PHLP Helps 13-Year-Old Maintain Crucial Behavioral Health Services
Thirteen-year-old “Matthew,” from Cumberland County, was temporarily living in a residential treatment facility to deal with significant mental health issues when his mother called PHLP. Matthew’s Medicaid behavioral health insurer was refusing to continue that course of treatment, she explained, citing the cost of residential care.
The treatment team—including Matthew, his psychiatrist, and Matthew’s mother—sought to continue temporary residential treatment because Matthew’s behaviors, including sexual aggression, could not be managed at a lesser level of care. The insurer, however, denied the recommendation. The family unsuccessfully appealed twice before turning to PHLP for help. Without residential treatment, the family worried Matthew would become entangled in the juvenile or criminal justice systems.
Though Matthew’s mother was a determined and persistent advocate, she needed PHLP's expertise to make her case. PHLP obtained and reviewed copies of Matthew’s recent medical records, including numerous psychiatric and psychological evaluations, and advised the family about their relevance for an appeal to an external reviewer. The hard work proved successful: the external reviewer overturned the insurer’s denial after finding residential treatment was necessary to meet Matthew’s medical needs.
Matthew’s family was relieved and grateful that PHLP was there to help.
Ensuring Health Access as Pennsylvania Dramatically Expands Medicaid Managed Care in Rural Areas
Pennsylvania is making fundamental and far-reaching changes to its Medicaid program by expanding mandatory managed care for Medicaid beneficiaries. As noted in the January edition of our Health Law PA Newsletter
, the Department of Public Welfare (DPW) decided to expand HealthChoices statewide over the next year.
This change will impact approximately 465,000 residents in 42 of the Commonwealth’s most rural counties; counties whose populations rely heavily on Medicaid, but have little familiarity with managed care. Instead of directly paying a health care provider, the Commonwealth will pay an insurance company to manage the delivery of physical health care.
DPW’s changes are motivated by efforts to control growth in Medicaid costs, but they place Medicaid beneficiaries (primarily children and persons with disabilities) at risk. Research and PHLP’s experience shows that health services prescribed by a doctor do not come easily even to the most vulnerable. Many Medicaid beneficiaries do not realize they have a right to challenge insurers’ decisions denying them care or the process discourages them.

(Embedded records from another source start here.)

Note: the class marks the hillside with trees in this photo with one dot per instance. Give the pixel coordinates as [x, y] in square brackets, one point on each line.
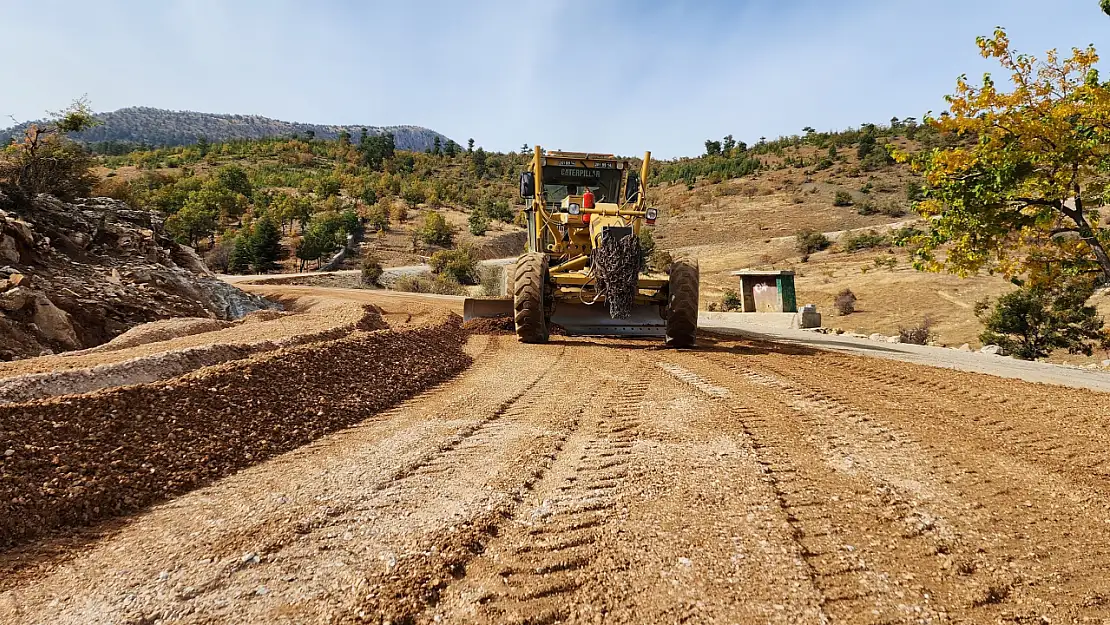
[125, 129]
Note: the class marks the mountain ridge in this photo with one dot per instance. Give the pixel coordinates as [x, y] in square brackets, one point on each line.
[167, 128]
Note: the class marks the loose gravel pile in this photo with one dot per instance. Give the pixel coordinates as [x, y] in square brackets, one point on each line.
[71, 461]
[493, 325]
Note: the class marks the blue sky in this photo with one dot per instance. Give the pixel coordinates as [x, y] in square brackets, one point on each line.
[554, 72]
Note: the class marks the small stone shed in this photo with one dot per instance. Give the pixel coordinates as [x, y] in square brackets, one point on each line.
[767, 291]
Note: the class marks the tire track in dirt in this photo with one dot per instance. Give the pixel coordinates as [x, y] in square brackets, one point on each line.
[811, 499]
[541, 557]
[1039, 535]
[1060, 426]
[207, 592]
[609, 532]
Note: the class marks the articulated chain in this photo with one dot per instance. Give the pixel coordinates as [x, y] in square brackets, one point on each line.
[617, 262]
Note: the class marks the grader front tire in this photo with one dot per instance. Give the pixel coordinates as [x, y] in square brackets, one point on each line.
[528, 279]
[682, 304]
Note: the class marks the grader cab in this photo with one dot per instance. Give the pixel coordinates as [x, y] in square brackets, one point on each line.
[583, 268]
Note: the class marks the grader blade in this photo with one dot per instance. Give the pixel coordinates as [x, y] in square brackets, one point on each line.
[477, 308]
[594, 320]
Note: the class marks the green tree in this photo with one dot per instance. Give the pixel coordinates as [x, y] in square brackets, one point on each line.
[239, 260]
[377, 149]
[194, 221]
[377, 217]
[371, 270]
[477, 222]
[478, 160]
[47, 161]
[264, 245]
[234, 179]
[434, 230]
[1037, 320]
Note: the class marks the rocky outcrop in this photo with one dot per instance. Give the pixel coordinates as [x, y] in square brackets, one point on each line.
[78, 274]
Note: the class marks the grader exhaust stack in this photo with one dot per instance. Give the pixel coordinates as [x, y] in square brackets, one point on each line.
[583, 268]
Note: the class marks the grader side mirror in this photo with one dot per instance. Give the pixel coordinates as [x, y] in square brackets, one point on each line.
[527, 184]
[632, 193]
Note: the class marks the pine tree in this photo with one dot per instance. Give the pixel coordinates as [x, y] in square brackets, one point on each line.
[264, 245]
[239, 261]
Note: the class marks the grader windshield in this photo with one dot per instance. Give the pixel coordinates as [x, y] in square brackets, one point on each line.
[563, 181]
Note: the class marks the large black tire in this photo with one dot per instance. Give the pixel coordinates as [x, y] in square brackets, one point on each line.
[682, 304]
[530, 278]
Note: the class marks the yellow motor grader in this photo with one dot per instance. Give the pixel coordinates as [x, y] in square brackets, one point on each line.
[583, 268]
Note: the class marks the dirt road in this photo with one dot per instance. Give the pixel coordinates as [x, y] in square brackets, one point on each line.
[605, 481]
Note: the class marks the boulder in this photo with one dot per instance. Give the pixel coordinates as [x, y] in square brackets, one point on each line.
[9, 250]
[16, 299]
[21, 230]
[54, 323]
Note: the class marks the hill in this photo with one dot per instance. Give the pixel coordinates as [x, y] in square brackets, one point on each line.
[142, 125]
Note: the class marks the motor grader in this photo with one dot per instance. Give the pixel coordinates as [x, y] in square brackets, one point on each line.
[583, 268]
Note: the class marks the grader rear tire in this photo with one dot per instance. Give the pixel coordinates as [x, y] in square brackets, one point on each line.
[528, 280]
[682, 304]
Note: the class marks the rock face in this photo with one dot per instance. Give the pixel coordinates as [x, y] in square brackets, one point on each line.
[77, 275]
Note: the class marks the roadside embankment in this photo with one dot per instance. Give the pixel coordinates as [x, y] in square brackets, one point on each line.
[74, 460]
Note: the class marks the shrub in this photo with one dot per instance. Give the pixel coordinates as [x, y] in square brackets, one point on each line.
[461, 264]
[434, 230]
[1035, 321]
[892, 209]
[501, 211]
[841, 199]
[914, 191]
[867, 208]
[425, 283]
[888, 262]
[917, 334]
[809, 241]
[377, 217]
[661, 260]
[730, 301]
[399, 211]
[845, 302]
[218, 258]
[477, 222]
[371, 270]
[492, 280]
[864, 241]
[47, 161]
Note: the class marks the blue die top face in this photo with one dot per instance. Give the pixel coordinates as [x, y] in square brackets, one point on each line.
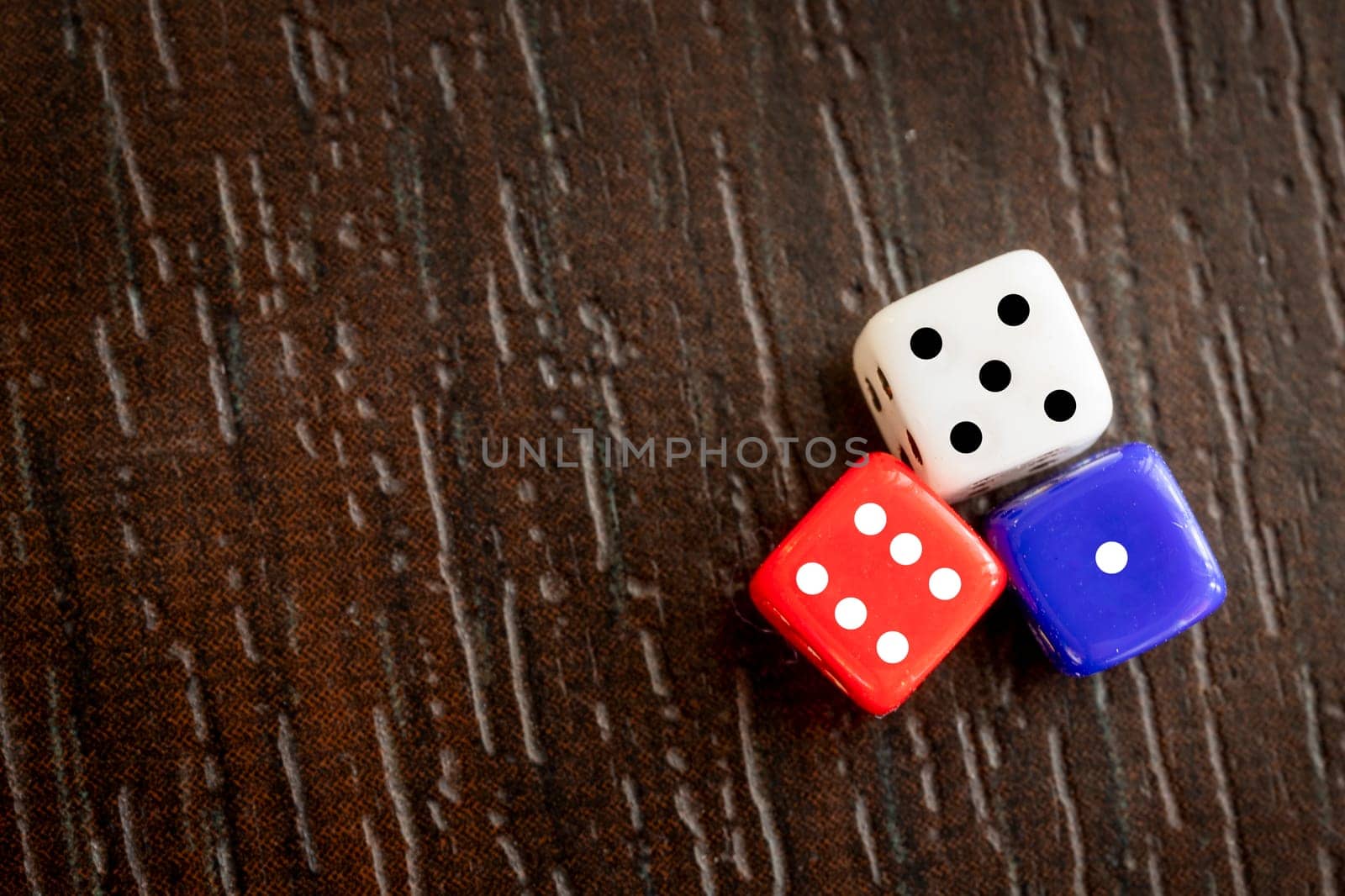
[1109, 559]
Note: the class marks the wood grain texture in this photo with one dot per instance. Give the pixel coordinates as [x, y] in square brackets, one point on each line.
[271, 273]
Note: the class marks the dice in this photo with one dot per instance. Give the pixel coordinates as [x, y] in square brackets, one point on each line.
[1107, 559]
[878, 582]
[984, 377]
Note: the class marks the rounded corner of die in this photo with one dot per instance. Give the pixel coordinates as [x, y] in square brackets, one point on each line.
[878, 705]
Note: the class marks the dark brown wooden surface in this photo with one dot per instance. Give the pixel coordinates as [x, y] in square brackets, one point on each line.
[269, 273]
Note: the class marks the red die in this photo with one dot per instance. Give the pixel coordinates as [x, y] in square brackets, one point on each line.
[878, 582]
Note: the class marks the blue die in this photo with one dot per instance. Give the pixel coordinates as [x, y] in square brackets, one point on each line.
[1109, 559]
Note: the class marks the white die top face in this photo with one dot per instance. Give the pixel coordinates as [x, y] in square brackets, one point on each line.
[984, 377]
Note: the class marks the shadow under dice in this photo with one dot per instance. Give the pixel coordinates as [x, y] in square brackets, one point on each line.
[984, 377]
[1107, 559]
[878, 582]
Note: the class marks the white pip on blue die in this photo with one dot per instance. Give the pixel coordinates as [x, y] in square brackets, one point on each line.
[984, 377]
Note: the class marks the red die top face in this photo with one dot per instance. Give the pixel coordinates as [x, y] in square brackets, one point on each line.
[878, 582]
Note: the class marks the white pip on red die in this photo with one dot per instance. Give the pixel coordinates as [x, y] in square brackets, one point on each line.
[878, 582]
[984, 377]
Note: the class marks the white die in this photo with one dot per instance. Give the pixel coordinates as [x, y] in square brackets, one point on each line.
[984, 377]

In the months ahead, PHLP will help Pennsylvanians unfamiliar with managed care (as well as their family members, and professionals who serve them) understand how to get their needs met. Through webinars and trainings, PHLP will ensure new Medicaid managed care enrollees denied care know how to file a grievance and request a fair hearing, know the relevant timelines for filing an appeal, and know what to expect in each stage of the proceeding; and PHLP will represent them in internal grievances, independent external reviews, and fair hearings when they are at risk of hospitalization or institutionalization.